After assessing the outlook for global share markets in 2020 and beyond, Schroders has cut its equity allocation in the fund.
The Real Return Fund has produced an average return of 6.7 per cent a year since it was launched in 2008. Inflation over the period has been an average of 2.2 per cent a year.
Over the past three years, the average return has been 5 per cent a year, while inflation has been 1.7 per cent a year.
The fund is low risk, with a standard deviation of 2.5 per cent a year over the past three years.
The fund’s maximum loss (excluding the GFC) was 2.5 per cent, between April 2015 and February 2016.
In the December quarter of 2018, when there was a big global equity market sell-off, the fund was down 2.1 per cent.

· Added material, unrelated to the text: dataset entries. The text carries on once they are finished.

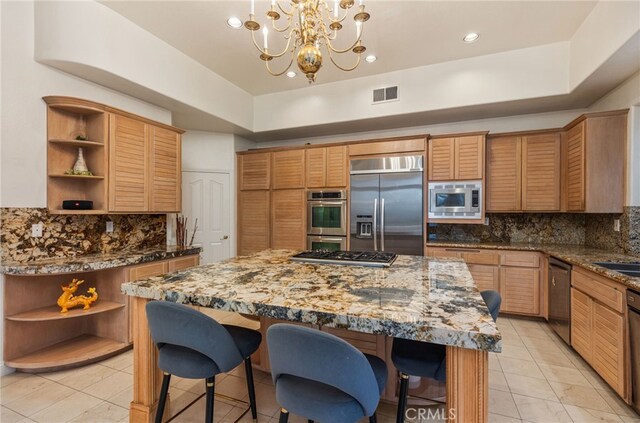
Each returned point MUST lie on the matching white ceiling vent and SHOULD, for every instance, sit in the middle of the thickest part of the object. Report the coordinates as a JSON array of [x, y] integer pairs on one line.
[[383, 95]]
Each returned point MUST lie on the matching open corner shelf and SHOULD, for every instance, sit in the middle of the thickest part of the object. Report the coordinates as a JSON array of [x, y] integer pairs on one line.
[[53, 312], [83, 349]]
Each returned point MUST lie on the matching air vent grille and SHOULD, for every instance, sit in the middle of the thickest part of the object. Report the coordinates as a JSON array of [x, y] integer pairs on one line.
[[381, 95]]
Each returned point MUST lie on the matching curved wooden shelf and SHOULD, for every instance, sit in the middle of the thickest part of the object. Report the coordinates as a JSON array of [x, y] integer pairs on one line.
[[78, 143], [53, 312], [74, 352]]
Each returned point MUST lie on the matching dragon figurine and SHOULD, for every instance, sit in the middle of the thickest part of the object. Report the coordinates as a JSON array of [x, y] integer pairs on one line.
[[67, 300]]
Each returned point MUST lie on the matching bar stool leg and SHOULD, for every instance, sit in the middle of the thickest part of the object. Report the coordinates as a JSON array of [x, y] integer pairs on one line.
[[402, 397], [252, 389], [284, 416], [166, 378], [210, 389]]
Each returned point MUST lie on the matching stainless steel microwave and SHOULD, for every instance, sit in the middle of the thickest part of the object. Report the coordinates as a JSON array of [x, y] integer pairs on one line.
[[455, 200]]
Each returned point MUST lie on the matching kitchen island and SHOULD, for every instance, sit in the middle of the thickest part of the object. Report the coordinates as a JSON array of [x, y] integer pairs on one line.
[[418, 298]]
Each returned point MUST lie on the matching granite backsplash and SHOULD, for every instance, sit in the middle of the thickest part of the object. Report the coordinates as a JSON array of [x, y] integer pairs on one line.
[[75, 235]]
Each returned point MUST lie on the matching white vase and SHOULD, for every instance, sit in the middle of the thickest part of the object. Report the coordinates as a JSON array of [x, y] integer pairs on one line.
[[80, 165]]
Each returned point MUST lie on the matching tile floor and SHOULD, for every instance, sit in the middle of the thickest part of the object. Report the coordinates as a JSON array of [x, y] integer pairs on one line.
[[536, 378]]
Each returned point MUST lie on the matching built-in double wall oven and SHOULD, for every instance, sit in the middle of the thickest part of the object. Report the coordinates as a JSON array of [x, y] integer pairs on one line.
[[327, 220]]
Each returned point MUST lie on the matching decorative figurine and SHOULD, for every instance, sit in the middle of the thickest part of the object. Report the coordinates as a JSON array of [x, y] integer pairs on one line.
[[67, 300]]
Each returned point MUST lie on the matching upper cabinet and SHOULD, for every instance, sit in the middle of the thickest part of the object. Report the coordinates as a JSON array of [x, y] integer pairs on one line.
[[594, 161], [523, 172], [288, 169], [456, 158], [133, 163], [326, 167]]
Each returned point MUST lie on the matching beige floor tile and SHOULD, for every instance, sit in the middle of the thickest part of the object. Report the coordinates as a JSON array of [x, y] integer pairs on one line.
[[497, 381], [540, 411], [520, 367], [584, 415], [39, 399], [564, 374], [530, 386], [105, 412], [502, 403], [67, 409], [580, 396], [110, 386]]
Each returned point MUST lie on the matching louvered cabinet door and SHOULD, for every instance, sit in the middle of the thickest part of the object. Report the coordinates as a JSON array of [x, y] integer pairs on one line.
[[504, 174], [253, 221], [128, 165], [541, 172], [441, 159], [316, 167], [575, 167], [469, 155], [165, 163], [581, 323], [337, 167], [608, 346]]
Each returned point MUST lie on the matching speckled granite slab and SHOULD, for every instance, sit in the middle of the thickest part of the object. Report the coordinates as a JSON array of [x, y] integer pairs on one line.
[[574, 254], [417, 298], [94, 261]]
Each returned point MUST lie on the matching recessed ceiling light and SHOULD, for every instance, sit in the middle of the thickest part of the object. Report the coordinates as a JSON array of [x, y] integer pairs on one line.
[[470, 37], [234, 22]]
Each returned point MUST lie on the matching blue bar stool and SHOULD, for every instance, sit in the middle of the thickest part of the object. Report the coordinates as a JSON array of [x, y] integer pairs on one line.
[[194, 346], [322, 377], [425, 359]]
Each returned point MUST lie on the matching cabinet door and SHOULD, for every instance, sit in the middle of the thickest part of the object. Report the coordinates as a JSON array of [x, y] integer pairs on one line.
[[541, 172], [441, 159], [608, 346], [254, 171], [288, 169], [581, 323], [128, 165], [288, 210], [575, 168], [316, 167], [469, 157], [165, 178], [520, 290], [253, 221], [485, 277], [504, 174], [337, 167]]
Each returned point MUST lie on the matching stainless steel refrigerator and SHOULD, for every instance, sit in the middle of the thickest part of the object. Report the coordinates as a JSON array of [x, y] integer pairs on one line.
[[386, 205]]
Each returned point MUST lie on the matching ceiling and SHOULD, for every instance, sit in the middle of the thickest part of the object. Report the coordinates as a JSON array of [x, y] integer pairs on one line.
[[402, 34]]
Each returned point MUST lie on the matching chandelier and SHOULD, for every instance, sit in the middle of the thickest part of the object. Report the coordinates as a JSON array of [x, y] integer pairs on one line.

The fund is currently underweight equities, with a 25 per cent allocation, including 11.1 per cent Australian equities. The Australian market is its preferred equity market and the US equity market its least preferred.
Schroders Investment Management Australia head of multi-asset, Simon Doyle, says that after a benign 2019, volatility is back on the agenda.
Doyle says: “Central bank support, most notably the US Federal reserve, made 2019 a better year than it had any right to be. This pushed many geopolitical concerns into the background.
“The consensus is that central banks will continue to bail out investors, and as long as interest rates remain low, markets will be supported.”
Doyle says equity market valuations are “problematic” but it ranks the local sharemarket as the one with the highest expected return and the lowest probability of loss.
“It is not a cheap market but the earnings yield less the bond yield is positive and the dividend yield less the bond yield is positive. Investors looking for income will invest in domestic equities. Prices are high but not ridiculous,” he says.
The fund is neutral on credit and underweight bonds. Fifty-eight per cent of the portfolio is in defensive assets, including 10.8 per cent in Australian corporate bonds, 6.9 per cent in Australian government bonds and 7.5 per cent in global corporate bonds.
Cash and “cash equivalents” make up 23 per cent of the portfolio.
It has 16.8 per cent in what it calls “diversified’ assets, including high-yield credit, Asian credit and emerging market bonds.
Longer term, Doyle worries about the level of valuation support sectors like infrastructure, private debt and commercial real estate are getting from low rates.